Trois mois après sa mise en garde, l'agence Moody's a dégradé jeudi d'un cran la note souveraine de l'Espagne, à "Aa2", annonçant sa décision avant même de laisser parler la Banque d'Espagne, qui doit communiquer dans la journée sur la santé du secteur bancaire.
L'agence de notation, qui avait fait sa mise en garde le 15 décembre, ouvrant une période d'examen de trois mois, avait jusqu'à mardi prochain pour se prononcer.
Elle a choisi de le faire dès jeudi, semblant désavouer par avance l'annonce de la banque centrale, pourtant très attendue par le marché.
Elle a abaissé la note à "Aa2" contre "Aa1" auparavant, avec perspective négative, se disant toujours sceptique sur la capacité du pays à redresser ses finances et s'inquiétant du coût de la restructuration bancaire.

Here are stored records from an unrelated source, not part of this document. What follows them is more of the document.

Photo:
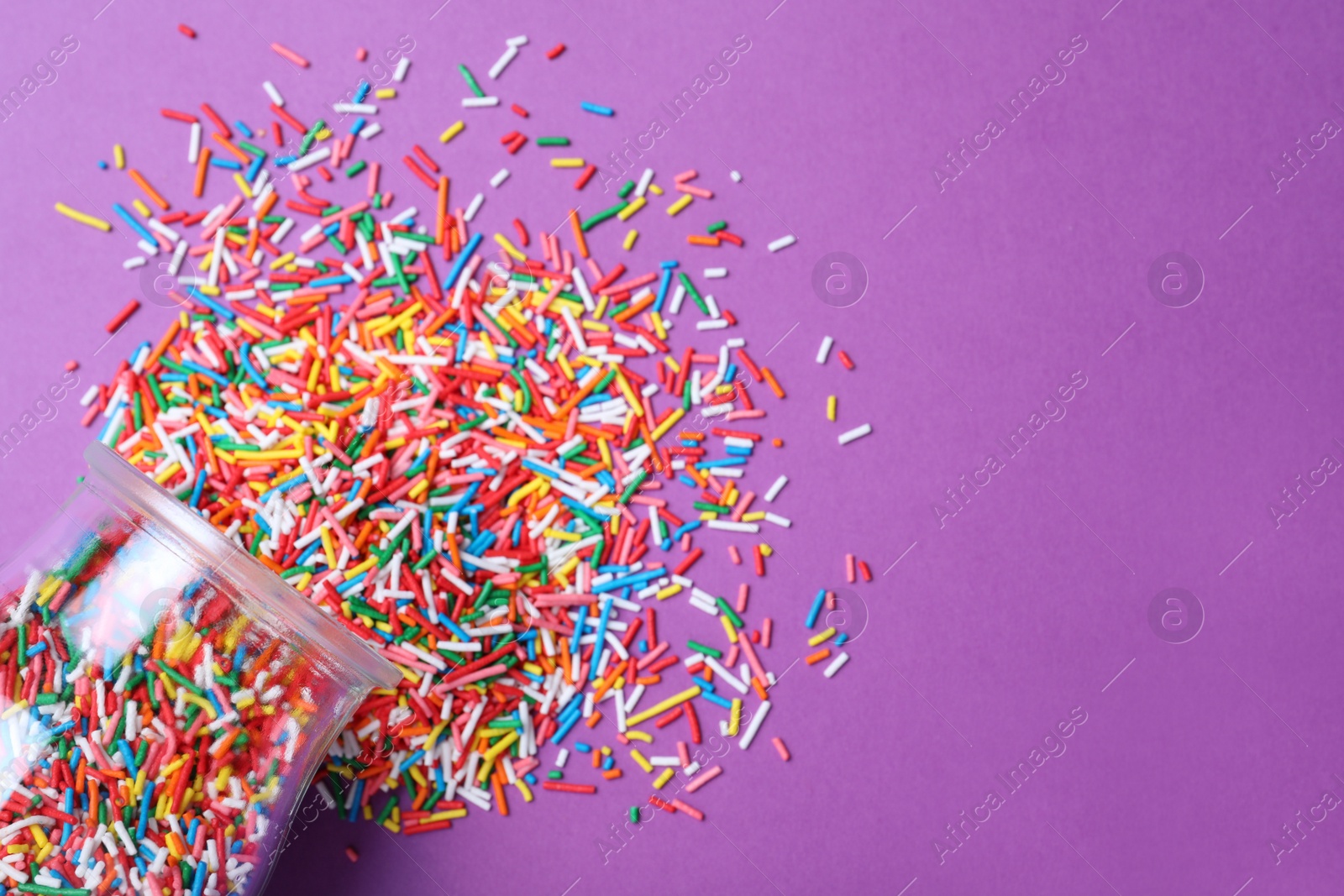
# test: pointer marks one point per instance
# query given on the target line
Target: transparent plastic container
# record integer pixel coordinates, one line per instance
(165, 698)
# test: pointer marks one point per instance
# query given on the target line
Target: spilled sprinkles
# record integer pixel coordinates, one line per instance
(483, 452)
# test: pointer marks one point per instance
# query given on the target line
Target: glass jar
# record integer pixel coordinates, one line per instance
(165, 698)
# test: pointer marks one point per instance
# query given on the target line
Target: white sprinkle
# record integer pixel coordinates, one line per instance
(826, 349)
(475, 207)
(729, 526)
(857, 432)
(311, 159)
(754, 726)
(645, 179)
(501, 63)
(835, 664)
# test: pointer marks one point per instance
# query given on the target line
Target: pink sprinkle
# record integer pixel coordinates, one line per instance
(289, 54)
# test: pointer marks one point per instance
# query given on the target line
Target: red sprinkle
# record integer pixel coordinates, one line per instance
(114, 324)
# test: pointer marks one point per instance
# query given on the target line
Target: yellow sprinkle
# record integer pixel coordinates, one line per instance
(679, 204)
(694, 691)
(625, 214)
(82, 217)
(819, 637)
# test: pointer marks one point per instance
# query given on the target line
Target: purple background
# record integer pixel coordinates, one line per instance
(987, 297)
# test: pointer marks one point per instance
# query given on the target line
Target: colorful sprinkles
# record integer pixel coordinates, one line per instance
(486, 453)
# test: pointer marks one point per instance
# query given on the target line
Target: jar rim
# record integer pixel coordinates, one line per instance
(259, 587)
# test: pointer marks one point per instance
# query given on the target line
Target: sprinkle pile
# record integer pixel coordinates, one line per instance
(144, 754)
(477, 450)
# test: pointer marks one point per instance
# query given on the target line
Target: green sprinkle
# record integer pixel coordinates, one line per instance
(729, 613)
(470, 80)
(705, 649)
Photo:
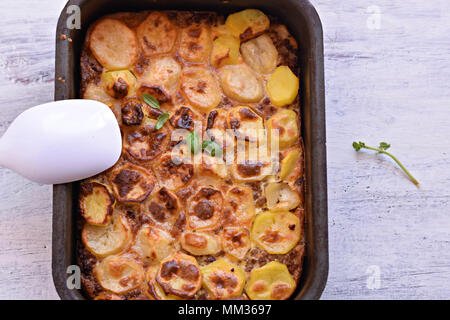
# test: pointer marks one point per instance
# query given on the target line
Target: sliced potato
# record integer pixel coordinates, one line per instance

La ministre espagnole de l'Economie, Elena Salgado, a contesté le tableau brossé par Moody's, maintenant "certaines divergences" et assurant que la restructuration du secteur bancaire ne va pas coûter autant que l'estime cette agence.
Moody's avait déjà retiré fin septembre sa note maximale "Aaa" à l'Espagne, dans la sillage de Standard and Poor's et Fitch quelques mois plus tôt.

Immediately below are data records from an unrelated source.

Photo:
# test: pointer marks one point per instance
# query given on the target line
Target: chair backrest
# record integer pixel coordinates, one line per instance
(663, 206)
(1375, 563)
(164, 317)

Sans surprise, la nouvelle a plongé dans le rouge la Bourse de Madrid, qui perdait 1,26% à 09H40 (08H40 GMT).
L'Espagne reste toutefois bien notée. "Moody's continue de croire que la viabilité de la dette de l'Espagne n'est pas menacée" et "n'anticipe pas un besoin du gouvernement espagnol pour demander un soutien financier du FESF" (Fonds européen de stabilisation financière).
Mais l'agence estime que "le coût éventuel de la restructuration bancaire dépassera les estimations actuelles du gouvernement, entraînant une nouvelle hausse du taux de dette publique".

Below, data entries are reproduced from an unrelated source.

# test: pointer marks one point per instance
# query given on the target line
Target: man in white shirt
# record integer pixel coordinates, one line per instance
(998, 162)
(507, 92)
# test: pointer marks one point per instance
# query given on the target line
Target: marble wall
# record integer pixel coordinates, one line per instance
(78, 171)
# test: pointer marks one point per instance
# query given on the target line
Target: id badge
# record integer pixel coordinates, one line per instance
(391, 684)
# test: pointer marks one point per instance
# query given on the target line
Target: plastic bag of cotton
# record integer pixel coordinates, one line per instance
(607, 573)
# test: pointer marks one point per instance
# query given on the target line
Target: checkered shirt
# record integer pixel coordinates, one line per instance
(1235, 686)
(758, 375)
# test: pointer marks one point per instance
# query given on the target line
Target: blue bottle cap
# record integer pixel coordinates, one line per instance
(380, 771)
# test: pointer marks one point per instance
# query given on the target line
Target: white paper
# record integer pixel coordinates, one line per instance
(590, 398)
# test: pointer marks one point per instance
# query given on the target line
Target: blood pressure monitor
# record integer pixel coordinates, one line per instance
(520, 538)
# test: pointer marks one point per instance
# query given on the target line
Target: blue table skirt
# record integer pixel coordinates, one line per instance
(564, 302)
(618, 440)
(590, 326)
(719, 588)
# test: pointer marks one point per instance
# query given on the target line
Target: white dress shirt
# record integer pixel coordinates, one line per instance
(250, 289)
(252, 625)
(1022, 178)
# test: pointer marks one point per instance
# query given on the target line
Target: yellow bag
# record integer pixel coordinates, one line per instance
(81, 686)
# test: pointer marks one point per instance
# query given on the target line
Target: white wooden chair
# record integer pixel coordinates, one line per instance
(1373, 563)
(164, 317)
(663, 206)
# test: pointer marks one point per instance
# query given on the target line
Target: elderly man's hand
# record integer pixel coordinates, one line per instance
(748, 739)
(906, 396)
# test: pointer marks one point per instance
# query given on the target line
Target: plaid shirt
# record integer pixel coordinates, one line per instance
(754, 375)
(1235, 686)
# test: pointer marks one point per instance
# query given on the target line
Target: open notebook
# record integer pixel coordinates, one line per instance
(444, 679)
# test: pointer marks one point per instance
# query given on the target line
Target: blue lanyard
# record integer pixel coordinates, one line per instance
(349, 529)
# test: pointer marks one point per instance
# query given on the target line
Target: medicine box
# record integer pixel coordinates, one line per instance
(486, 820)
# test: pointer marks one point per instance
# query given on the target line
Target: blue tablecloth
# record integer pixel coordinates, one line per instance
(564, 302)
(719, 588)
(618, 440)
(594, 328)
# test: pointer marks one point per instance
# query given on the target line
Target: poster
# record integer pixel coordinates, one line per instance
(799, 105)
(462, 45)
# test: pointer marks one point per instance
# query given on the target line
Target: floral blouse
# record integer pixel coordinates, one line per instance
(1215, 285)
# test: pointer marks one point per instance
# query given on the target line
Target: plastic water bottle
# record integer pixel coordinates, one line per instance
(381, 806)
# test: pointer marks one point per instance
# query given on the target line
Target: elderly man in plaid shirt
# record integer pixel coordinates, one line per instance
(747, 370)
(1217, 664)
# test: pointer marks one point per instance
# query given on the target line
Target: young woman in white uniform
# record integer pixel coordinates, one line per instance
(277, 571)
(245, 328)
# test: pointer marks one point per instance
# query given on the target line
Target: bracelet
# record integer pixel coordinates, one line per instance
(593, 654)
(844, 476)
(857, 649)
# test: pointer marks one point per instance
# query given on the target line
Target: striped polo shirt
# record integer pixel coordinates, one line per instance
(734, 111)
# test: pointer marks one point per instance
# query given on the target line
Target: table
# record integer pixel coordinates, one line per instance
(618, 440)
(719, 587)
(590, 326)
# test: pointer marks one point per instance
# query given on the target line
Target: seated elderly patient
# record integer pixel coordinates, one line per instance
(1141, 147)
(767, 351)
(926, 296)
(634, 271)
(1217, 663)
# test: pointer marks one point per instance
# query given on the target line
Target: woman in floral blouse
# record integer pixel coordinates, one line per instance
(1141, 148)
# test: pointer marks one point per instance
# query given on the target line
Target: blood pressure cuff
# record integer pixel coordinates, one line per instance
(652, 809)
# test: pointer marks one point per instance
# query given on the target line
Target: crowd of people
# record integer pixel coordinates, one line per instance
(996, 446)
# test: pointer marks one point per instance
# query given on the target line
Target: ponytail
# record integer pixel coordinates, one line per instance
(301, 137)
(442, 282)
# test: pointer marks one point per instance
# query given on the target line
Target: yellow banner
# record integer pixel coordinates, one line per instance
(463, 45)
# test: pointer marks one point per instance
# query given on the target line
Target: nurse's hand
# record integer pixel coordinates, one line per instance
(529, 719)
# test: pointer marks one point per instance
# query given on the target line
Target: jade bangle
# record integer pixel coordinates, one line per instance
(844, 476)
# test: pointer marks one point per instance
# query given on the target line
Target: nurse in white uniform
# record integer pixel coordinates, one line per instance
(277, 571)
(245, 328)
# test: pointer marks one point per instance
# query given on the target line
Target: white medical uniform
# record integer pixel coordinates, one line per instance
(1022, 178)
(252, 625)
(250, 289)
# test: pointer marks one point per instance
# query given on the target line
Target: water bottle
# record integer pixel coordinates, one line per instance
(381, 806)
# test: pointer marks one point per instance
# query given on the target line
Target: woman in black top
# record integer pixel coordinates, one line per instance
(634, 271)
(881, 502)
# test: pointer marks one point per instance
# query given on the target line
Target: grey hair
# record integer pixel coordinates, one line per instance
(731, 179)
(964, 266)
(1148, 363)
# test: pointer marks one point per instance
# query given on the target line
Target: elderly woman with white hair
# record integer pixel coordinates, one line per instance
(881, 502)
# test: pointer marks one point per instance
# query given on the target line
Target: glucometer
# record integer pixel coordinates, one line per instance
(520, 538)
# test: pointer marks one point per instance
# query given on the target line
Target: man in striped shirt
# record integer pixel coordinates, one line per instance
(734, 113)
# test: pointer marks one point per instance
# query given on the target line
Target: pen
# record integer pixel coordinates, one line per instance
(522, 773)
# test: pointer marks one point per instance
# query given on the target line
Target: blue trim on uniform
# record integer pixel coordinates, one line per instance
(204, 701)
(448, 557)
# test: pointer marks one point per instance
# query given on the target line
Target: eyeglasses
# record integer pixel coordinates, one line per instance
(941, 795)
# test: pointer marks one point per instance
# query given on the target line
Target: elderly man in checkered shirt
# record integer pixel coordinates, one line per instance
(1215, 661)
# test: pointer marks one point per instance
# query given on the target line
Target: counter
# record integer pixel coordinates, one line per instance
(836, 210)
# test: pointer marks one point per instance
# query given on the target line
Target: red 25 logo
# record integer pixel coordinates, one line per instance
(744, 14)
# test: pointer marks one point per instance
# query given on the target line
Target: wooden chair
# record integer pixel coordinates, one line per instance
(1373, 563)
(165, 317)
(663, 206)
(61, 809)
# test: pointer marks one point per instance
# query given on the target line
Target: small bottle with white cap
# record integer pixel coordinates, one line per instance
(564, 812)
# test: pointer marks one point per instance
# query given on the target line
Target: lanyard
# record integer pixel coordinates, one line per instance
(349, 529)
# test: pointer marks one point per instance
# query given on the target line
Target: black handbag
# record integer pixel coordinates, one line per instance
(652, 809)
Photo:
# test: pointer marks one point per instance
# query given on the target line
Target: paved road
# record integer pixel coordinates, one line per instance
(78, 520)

Elle dégrade donc d'un cran le fonds public spécial d'aide au secteur, le Frob, à "Aa2" contre "Aa1" auparavant, avec perspective négative.
Cette annonce survient le jour même où la Banque d'Espagne doit chiffrer les besoins de financement des banques et caisses d'épargne espagnoles, plombées depuis l'éclatement de la bulle immobilière en 2008, pour répondre aux nouvelles exigences des autorités en termes de solvabilité.
Sur l'enveloppe globale dont a besoin le secteur, l'estimation du gouvernement de 20 milliards d'euros (après 12 milliards de fonds publics en 2010) est généralement jugée trop optimiste par le marché.
Moody's "pense que le coût total devrait être plus proche des 40-50 milliards", selon son communiqué.
Deuxième motif d'inquiétude selon Moody's, "la capacité du gouvernement espagnol à parvenir à la nécessaire amélioration structurelle et durable des finances gouvernementales, compte tenu des limites du contrôle du gouvernement central sur les finances des gouvernements régionaux et du contexte de croissance économique seulement modérée à court et moyen terme".
Tandis que les autorités espagnoles tablent sur une croissance de 1,3% en 2011 (après -0,1% en 2010), l'agence n'espère qu'une hausse de 0,8%. "Le chemin de la consolidation budgétaire reste flou pour certains gouvernements régionaux", affirme Moody's.
Certes, l'économie espagnole, engagée dans un processus d'assainissement de ses comptes, a atteint fin 2010 des niveaux de déficit (9,24% du PIB) et de dette publique (60%) légèrement meilleurs que prévu.
Mais le déficit des 17 régions autonomes a grimpé à 2,83% du PIB après 1,92% en 2009, dépassant largement l'objectif officiel de 2,4%. Plus de la moitié des régions (neuf) n'ont pas respecté cette limite.